Scheitern ist das große Tabu der Moderne, schrieb der amerikanische Soziologe Richard Sennett. Gescheitert zu sein, ist aber längst nicht mehr nur ein Problem von wenigen. Über fünf Millionen Arbeitslose sind gescheitert bei dem Versuch, ihren Job zu behalten oder einen zu finden. Über zehn Prozent der Berliner Schüler scheitern dabei, einen Schulabschluss zu machen. Die, die noch Arbeit haben, ahnen, dass es auch mit ihnen schnell bergab gehen kann. Die Angst, bald überflüssig zu sein, sitzt mittlerweile einer wachsenden Mehrheit im Nacken. Lösungen sind nicht in Sicht, Ideen werden nur zaghaft ausprobiert, denn vor lauter Angst, dass es schief gehen könnte, trauen sich auch Politiker immer weniger zu – obwohl längst bekannt ist, was getan werden müsste. Dabei steckt im Scheitern eine enorme Chance.

Anders als es uns vergangenes Jahr Mel Gibson in seinem Passionsfilm weismachen wollte, endet die Geschichte nicht mit der Kreuzigung, sondern mit der Auferstehung. Auf den Karfreitag folgt Ostersonntag, auf die Erniedrigung die Erlösung, ein neuer Aufbruch. Darin steckt die ungeheuerliche Kraft des Christentums: Wir können Angst in Zuversicht verwandeln und aus dem Scheitern zu neuen Zielen aufbrechen. Das geht allerdings nur, wenn man sich erst einmal eingesteht, dass vieles schief gelaufen ist, und man bereit ist, sich zu verändern. Sich selbst Fehler einzugestehen, gehört aber zu dem Schwierigsten überhaupt, solange alle immer nur Sieger sein wollen, solange alle immer nur Sieger sein müssen, um dazuzugehören – solange uns die Bilder und Vorstellungen von Moderne in unseren Köpfen dazu zwingen, Helden zu sein.
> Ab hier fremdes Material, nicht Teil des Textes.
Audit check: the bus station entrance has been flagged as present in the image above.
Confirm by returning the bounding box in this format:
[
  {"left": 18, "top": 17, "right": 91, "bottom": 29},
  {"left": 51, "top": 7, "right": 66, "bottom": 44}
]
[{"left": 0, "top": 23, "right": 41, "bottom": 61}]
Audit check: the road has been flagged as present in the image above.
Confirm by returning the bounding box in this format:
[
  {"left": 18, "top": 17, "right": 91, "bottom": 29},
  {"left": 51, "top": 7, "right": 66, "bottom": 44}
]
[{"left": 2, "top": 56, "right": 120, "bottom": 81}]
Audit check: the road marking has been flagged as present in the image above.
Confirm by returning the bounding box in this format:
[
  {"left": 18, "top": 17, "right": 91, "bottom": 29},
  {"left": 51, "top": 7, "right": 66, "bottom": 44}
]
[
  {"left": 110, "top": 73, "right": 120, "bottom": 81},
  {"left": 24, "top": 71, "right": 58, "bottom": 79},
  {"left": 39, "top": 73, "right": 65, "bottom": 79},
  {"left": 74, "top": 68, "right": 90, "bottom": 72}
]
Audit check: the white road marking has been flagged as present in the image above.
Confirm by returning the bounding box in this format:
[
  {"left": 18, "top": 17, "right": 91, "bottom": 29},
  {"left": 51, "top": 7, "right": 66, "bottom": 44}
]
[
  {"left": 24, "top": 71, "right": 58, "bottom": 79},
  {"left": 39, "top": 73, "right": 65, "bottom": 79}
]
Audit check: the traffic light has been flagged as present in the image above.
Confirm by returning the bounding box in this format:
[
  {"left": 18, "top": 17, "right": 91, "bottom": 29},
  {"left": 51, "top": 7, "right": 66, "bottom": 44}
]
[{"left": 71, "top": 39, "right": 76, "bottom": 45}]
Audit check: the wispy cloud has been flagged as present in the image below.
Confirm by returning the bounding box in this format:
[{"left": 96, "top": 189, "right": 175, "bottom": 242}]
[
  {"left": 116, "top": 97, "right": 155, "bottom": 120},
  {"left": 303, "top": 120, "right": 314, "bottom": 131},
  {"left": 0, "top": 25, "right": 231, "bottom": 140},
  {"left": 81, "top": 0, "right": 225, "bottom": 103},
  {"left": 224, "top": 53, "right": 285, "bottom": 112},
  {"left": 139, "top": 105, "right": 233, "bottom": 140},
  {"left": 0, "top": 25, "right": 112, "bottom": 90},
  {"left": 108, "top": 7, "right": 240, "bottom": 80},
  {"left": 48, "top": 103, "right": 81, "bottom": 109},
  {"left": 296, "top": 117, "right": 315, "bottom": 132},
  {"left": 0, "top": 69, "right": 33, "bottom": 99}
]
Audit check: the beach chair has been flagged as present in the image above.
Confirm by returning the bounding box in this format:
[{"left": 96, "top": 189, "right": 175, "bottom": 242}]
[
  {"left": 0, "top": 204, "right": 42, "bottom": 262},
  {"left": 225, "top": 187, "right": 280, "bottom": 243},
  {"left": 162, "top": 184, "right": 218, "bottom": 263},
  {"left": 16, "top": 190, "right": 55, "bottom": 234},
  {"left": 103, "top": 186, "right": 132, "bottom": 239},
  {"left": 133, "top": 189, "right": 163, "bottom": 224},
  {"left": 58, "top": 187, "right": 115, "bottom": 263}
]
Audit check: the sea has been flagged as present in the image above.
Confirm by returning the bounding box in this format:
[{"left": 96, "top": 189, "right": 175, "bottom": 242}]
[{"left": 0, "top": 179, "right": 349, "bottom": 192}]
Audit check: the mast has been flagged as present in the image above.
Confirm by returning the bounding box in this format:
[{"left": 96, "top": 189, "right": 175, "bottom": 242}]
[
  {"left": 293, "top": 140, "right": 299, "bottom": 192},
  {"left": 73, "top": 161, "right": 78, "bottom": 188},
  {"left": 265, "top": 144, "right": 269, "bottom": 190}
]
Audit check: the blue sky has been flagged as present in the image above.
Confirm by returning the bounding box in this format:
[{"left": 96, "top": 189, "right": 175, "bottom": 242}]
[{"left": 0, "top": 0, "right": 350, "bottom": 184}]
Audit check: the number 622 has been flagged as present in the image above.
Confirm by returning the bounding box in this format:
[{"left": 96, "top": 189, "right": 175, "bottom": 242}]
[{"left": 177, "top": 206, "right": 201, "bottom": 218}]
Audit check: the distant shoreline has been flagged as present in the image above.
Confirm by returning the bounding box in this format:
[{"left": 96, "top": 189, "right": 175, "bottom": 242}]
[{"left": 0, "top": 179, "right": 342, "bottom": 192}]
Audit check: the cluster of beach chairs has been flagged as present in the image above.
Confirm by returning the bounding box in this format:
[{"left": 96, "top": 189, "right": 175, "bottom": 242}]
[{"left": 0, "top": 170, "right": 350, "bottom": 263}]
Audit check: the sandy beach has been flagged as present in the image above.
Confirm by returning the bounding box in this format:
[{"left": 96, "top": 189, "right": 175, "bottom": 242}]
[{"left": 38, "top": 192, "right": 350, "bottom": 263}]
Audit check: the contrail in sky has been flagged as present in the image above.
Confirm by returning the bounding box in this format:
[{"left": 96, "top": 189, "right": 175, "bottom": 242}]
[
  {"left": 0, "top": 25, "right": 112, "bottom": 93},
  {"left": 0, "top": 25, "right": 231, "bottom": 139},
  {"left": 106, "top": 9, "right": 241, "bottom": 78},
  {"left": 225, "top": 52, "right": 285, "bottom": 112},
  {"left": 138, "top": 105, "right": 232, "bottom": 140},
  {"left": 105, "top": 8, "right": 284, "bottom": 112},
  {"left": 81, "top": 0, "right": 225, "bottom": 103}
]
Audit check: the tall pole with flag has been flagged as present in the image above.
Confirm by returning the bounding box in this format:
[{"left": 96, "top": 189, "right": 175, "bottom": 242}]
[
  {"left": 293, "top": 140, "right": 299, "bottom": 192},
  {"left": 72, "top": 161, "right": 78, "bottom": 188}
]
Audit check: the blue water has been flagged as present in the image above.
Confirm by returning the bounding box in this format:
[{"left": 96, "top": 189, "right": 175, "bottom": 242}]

Nur noch wenige werden als Sieger in unsere Gesellschaft hineingeboren. Für die allermeisten gilt, dass erfolgreich erst wird, wer Niederlagen überwinden lernt und den Mut findet, noch einmal von vorne anzufangen, ob als Arbeitsloser oder Unternehmer, Familienvater oder Schulabbrecher. Wie das geht, haben uns die Christen vor 2000 Jahren gezeigt. In der ausweglos scheinenden Situation nach der Kreuzigung haben sie weitergekämpft, bis sie sich durchgesetzt hatten.